The innocence of youth lost in war… In the fiery siege of the city of Hope’s End the young mage Raistlin must leave behind his ideals to save himself and his brother. Yet as Raistlin and Caramon train as mercenaries, far away another soul is forged in the heat of battle. Another path is chosen, and a future dragon highlord begins her rise to power. She is Kitiara Uth Matar, the twins’ half sister.

So a Discworld novel, from one of the best-known humorous fantasy epics ever…brings up as its first non-Pratchett listing a recommendation for a Dragonlance novel, from one of the best-known angsty fantasy epics ever. (That’s, like, the opposite of humor.) The other two books are similarly serious fantasy stories. What if I specifically want to read another funny fantasy story? Booklamp isn’t going to help me find it.

Pandora actually had a similar problem early on. When I would search on songs by “Weird Al” Yankovic, I would get not other parody songs, but other songs that had the same musical sound as the songs Weird Al parodied. However, Pandora since remedied this in a big way, by adding on an entire system of comedy classifications which covered not only parody songs but also sketches and shows. I’m not sure I see any way for Booklamp to do the same, given that Pandora categorizes with human beings who can recognize humor when they hear it.

A better bet for a “book genetics” site that is not only more inclusive but more understanding of all aspects of a work’s composition would be TV Tropes. Because it’s made up of user contributions, it is not only not limited to just those books whose publishers permit their inclusion, but also fully understanding of humor and any other quality of a book that cannot be so easily detected by a soulless machine. (Of course, it can also be ruthlessly addictive.)

And a better bet for a site that can help you find other books to read based on your tastes rather than individual elements of the book—or at least, it would be if it was working right now—is something like Alexandria Digital Literature’s Hypatia, which worked by cross-referencing your opinions of your favorite and least favorite books with those of other people to come up with guesses based on what the people most like you also liked that you hadn’t read yet.
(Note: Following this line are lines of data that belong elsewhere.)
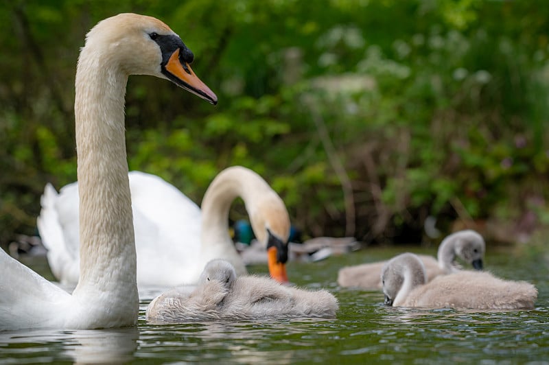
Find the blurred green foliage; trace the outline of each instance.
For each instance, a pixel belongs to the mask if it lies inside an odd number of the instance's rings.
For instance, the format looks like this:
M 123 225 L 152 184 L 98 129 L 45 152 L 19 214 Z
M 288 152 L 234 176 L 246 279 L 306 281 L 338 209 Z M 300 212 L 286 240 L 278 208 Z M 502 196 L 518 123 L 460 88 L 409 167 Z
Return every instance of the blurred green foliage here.
M 429 215 L 547 220 L 544 0 L 19 0 L 0 5 L 0 242 L 34 233 L 46 182 L 75 180 L 78 49 L 124 12 L 168 24 L 219 97 L 128 86 L 130 169 L 197 203 L 238 164 L 309 235 L 421 234 Z

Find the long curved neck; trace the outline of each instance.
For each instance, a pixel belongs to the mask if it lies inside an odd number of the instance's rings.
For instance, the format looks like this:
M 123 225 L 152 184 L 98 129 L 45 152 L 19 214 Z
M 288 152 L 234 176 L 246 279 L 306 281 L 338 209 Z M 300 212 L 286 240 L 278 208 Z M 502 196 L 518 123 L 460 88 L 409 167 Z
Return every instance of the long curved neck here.
M 256 198 L 258 190 L 257 179 L 251 176 L 253 174 L 237 167 L 225 169 L 215 177 L 206 191 L 201 207 L 200 239 L 203 257 L 213 259 L 220 252 L 238 255 L 228 233 L 229 211 L 233 201 L 240 197 L 244 201 L 248 213 L 250 213 L 250 202 Z M 229 261 L 235 265 L 235 260 Z M 237 261 L 241 261 L 240 257 Z M 235 268 L 237 272 L 245 270 Z
M 436 254 L 436 259 L 439 261 L 439 267 L 445 272 L 449 274 L 457 271 L 458 269 L 454 265 L 456 259 L 456 234 L 452 234 L 445 238 L 439 246 L 439 251 Z
M 84 47 L 76 72 L 80 277 L 75 294 L 84 287 L 119 293 L 125 286 L 137 298 L 124 138 L 128 75 L 109 64 L 115 64 Z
Regardless, the Book Genome Project’s Booklamp is a nice try, but I can’t really see any easy solution to the two major problems that keep it from being entirely useful.

2 COMMENTS

  1. You’re right about the limitations, but I’m not sure that Booklamp was ever really intended as a serious book discovery tool. It’s more of a tech demo for the services that Booklamp sells to publishers and distributors.

  2. Good assessment, Chris! I can only help that Apple’s acquisition of the company will bring more talent to the pool and bring BookLamp to the level it needs to really make the book genome concept really work.

    For writers like me, too new to have an audience yet, having a way to get our books in front of potential readers is vital. Using a system solely based on sales ranks makes getting a new book discovered to be akin to the torment of Sisyphus.